The Munich Regional Court on 12 September 2025 convicted Markus Braun, the former chief executive of collapsed payments group Wirecard, on all counts in connection with the €1.9 billion accounting fraud that led to the company’s spectacular insolvency in June 2020. Braun received a custodial sentence of fourteen years and two months, close to the statutory maximum for the most serious offences charged.

The verdict, read by presiding judge Markus Födisch after a trial that began in December 2022, ends the prosecution phase of what has become the most consequential corporate-fraud case in modern German history.
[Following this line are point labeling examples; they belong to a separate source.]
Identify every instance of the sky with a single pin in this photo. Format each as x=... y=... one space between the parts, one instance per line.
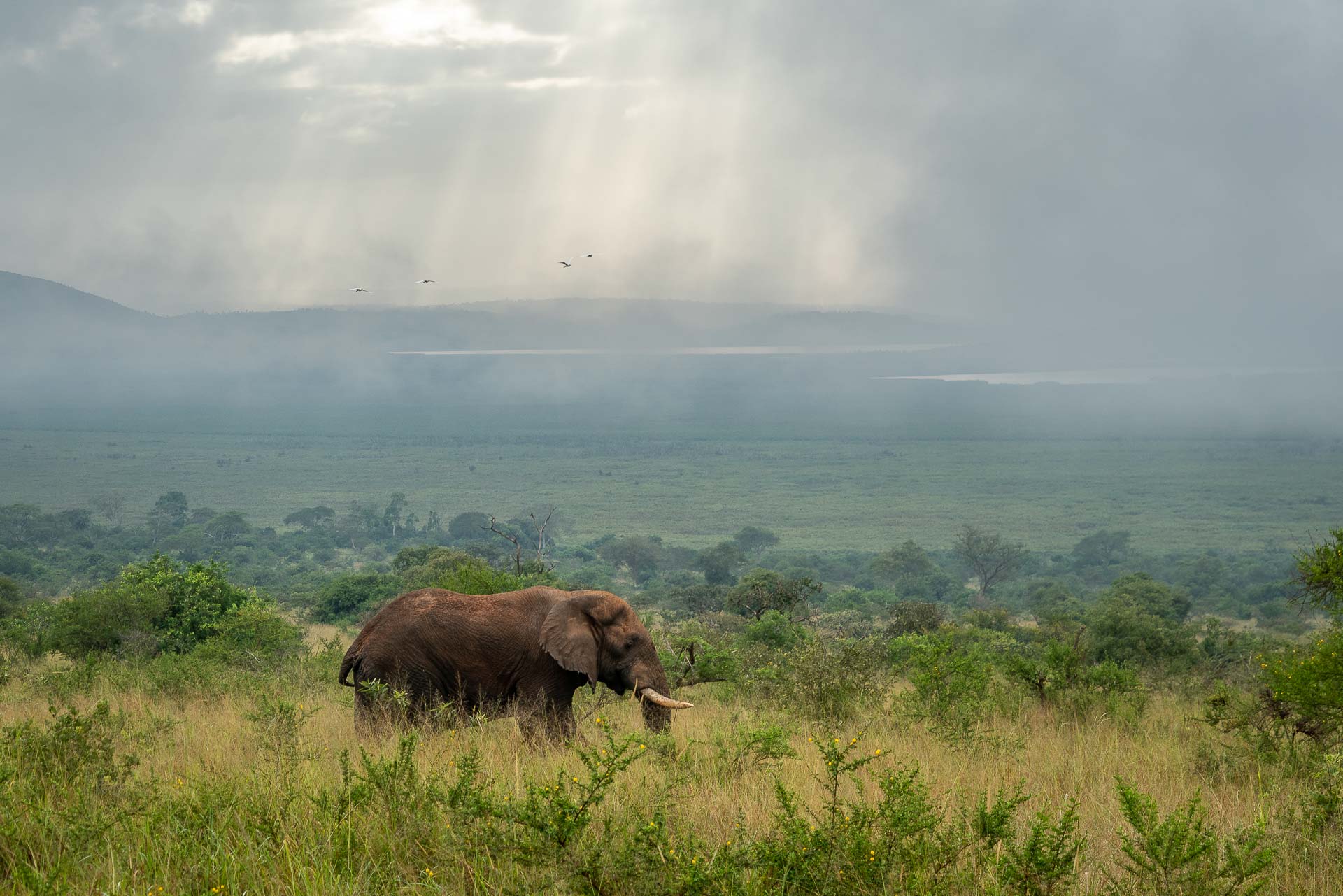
x=1029 y=162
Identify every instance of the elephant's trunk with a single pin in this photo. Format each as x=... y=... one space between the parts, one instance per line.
x=662 y=700
x=651 y=688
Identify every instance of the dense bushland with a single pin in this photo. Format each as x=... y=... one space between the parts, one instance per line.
x=829 y=753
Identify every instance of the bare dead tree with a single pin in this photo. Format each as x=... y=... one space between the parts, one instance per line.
x=540 y=541
x=518 y=546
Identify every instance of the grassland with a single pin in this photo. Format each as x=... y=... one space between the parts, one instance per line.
x=217 y=806
x=817 y=490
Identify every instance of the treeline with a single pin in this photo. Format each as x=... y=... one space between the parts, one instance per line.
x=958 y=664
x=55 y=553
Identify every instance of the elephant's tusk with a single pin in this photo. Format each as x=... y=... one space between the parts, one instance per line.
x=653 y=696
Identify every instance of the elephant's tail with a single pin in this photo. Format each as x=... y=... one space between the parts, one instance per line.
x=347 y=665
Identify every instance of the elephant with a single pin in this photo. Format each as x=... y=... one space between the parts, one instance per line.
x=518 y=653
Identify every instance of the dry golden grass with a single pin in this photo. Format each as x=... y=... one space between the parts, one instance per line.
x=1167 y=754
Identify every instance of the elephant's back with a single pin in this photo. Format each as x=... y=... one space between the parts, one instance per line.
x=433 y=614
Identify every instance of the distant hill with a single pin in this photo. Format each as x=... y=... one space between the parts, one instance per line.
x=42 y=303
x=64 y=344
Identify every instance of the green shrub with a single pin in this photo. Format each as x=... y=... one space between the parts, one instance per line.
x=775 y=630
x=1181 y=855
x=1058 y=675
x=1044 y=862
x=953 y=685
x=348 y=597
x=152 y=606
x=825 y=680
x=1298 y=700
x=1139 y=620
x=902 y=841
x=915 y=617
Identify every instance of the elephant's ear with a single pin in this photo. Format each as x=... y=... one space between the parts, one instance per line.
x=570 y=636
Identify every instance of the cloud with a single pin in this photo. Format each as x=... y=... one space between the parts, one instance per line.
x=1013 y=162
x=406 y=23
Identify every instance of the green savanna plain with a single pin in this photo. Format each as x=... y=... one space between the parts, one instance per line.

Asia, escrow, and a missing €1.9 billion

At the heart of the case was the discovery in June 2020 that €1.9 billion supposedly held in trust accounts at two Philippine banks did not, in fact, exist. The funds were claimed to represent the proceeds of Wirecard’s “third-party acquiring” business in Asia, in which third-party processors purportedly handled transactions on Wirecard’s behalf in jurisdictions where the German company itself was not licensed.

The Munich prosecution accepted what had been the central thesis of short-sellers and Financial Times reporters for years: that the third-party acquiring business was largely fictitious, and that the “missing” €1.9 billion had never existed in the first place. Braun’s defence, that the funds had genuinely existed but had been siphoned off by his former colleague Jan Marsalek, was rejected on the basis of internal documents, witness testimony and the absence of any corroborating bank records.

Marsalek still at large

Jan Marsalek, Wirecard’s former chief operating officer, fled Germany shortly before the company’s collapse and has remained at large. Multiple investigations, including by the Bellingcat collective and German federal prosecutors, have placed him in Moscow under the protection of Russian intelligence. He was indicted in absentia in Germany in 2024 and faces separate espionage allegations.

The Munich court relied on Marsalek-linked emails and Telegram messages recovered from co-defendants, who received reduced sentences in exchange for cooperation.

BaFin and the auditor

The Wirecard collapse triggered the most far-reaching shake-up of German financial supervision in two decades. BaFin, the financial regulator, was restructured, its chief Felix Hufeld replaced, and direct supervisory responsibility for so-called “capital-market-oriented” companies expanded. Auditor EY, which had signed off on Wirecard’s accounts for a decade, faces multiple civil suits totalling more than €1.5 billion and a regulatory investigation that has barred it from auditing newly-listed German issuers until 2026.

The Braun verdict closes one chapter, but the asset-recovery and civil-liability phase of the Wirecard story is expected to run for years to come.